LIBOR Liability: What’s next in Securities Litigation?
V. James Mann is a New York-based JAMS panelist who spent 25 years as an in-house attorney with Merrill Lynch, where he represented the broker-dealer, investment banking, institutional trading and sales businesses.
Securities litigators looking for the “next big thing” cannot have failed to take note of the manipulated LIBOR (London Interbank Offered Rate) investigations and potential prosecutions in the United States and Europe. Although it is premature to predict the ultimate success of likely lawsuits, a wave of class action litigation is probably on the horizon.
Complex issues involving damages and loss causation are likely to feature prominently in many of those cases, and the risk and the cost to both sides will be significant. For example, an institution with a complex balance sheet will probably both make and receive LIBOR-linked payments. Netting such payments to calculate losses measured in a few basis points may prove both challenging and costly. As a consequence, a jury trial is not likely to be attractive to many litigants, and it is likely that significant cases involving LIBOR-manipulation will be resolved without a trial. In those cases that survive motions to dismiss or for summary judgment, a sophisticated and knowledgeable mediator can offer valuable insights and assistance to the parties as they negotiate the labyrinth of what will otherwise be a difficult, costly and time-consuming process.
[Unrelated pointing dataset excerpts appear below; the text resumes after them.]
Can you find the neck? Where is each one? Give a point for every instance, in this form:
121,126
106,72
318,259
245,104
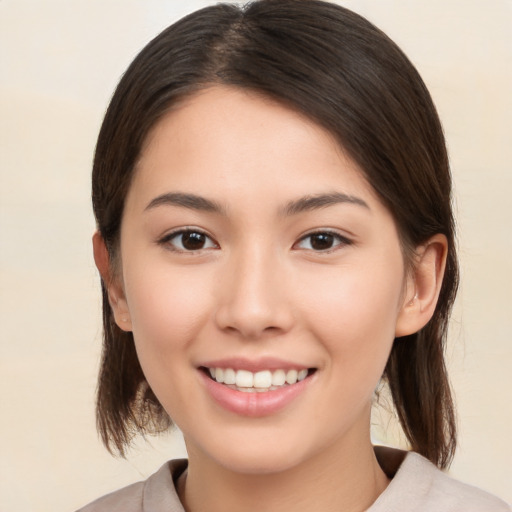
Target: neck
350,480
LIBOR is used as a benchmark rate for credit and other financial transactions around the world, and was established in the 1980s as demand grew for an accurate measure of the rate at which banks would lend to each other. LIBOR is set for different currencies based on different panels of banks by asking them at what rate they could borrow funds “in a reasonable market size.” The rate is established by averaging the rates submitted, after excluding the highest and lowest rates.
In June, Barclays PLC paid approximately $450 million in fines to U.S. and British authorities, and admitted that some traders and executives tried to fix the LIBOR rate by submitting lower than justified rates. The scandal has since spread to more than 16 financial institutions.
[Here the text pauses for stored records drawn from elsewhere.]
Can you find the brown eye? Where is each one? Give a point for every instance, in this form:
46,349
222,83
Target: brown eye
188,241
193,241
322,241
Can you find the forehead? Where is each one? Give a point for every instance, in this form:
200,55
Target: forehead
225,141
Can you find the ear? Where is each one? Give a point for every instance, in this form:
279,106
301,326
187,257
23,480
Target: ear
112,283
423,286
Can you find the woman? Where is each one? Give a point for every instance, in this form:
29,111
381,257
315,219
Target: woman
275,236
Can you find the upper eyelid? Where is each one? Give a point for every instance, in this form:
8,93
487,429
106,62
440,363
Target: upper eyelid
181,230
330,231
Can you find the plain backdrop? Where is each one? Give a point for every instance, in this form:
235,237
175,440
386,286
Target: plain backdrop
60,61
Potential plaintiffs without direct contractual or other relationships with alleged manipulators might face some challenges to bringing suit against the wrongdoers, and may find themselves limited to claims against defendants with whom they are in privity.
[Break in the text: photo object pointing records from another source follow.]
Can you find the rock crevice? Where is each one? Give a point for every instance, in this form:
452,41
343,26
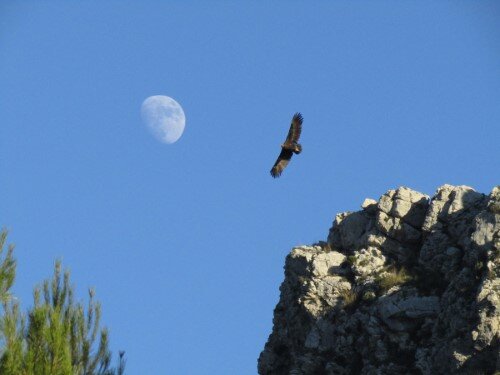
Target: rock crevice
408,285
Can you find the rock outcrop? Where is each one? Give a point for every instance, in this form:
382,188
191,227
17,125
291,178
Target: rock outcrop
408,285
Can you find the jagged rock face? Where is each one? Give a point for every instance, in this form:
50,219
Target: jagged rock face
407,285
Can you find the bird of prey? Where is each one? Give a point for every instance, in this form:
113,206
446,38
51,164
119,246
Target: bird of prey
290,146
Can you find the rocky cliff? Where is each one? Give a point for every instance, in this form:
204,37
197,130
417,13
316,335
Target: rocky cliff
408,285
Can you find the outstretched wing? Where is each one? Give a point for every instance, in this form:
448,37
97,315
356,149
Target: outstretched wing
295,129
281,162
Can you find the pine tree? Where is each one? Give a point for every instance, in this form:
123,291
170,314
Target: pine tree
58,336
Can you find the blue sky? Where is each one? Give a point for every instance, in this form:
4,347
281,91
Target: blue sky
185,243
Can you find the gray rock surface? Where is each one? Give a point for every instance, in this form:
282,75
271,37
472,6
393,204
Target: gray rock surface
408,285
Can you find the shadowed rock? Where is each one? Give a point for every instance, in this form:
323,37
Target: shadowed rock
408,285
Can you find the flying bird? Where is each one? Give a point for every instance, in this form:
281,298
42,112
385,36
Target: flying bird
290,146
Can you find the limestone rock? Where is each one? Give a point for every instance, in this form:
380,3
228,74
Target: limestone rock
348,308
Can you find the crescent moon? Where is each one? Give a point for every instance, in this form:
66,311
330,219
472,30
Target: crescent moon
164,117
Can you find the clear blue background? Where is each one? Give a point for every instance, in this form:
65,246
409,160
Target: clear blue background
185,243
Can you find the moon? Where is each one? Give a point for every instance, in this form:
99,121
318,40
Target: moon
164,117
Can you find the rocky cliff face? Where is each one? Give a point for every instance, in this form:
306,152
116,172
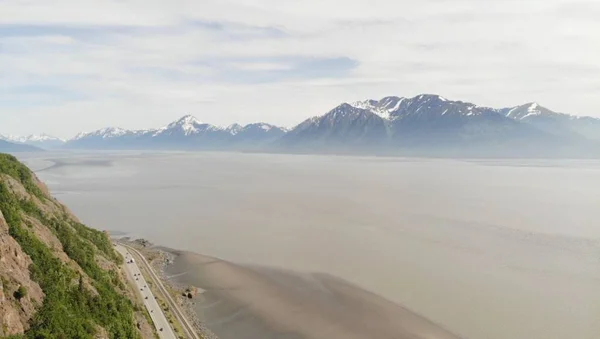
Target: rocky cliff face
14,273
58,278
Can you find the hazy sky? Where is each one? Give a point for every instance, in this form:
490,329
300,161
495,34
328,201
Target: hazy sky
78,65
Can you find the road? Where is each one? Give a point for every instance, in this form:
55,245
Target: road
156,313
174,306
Class action cases often settle for very little and often institutional plaintiffs choose to opt out of these cases in favor of a separate lawsuit. The Wall Street Journal recently reported that several large mutual fund companies, including Blackrock, Inc. and Vanguard Group, Inc., are exploring the viability of LIBOR-manipulation litigation. These companies are paying particular attention to whether they have suffered compensable damages. Nonetheless, cases will be brought. But by utilizing the confidential and efficient nature of ADR, resolution can occur in a more timely matter than a lengthy and costly litigation.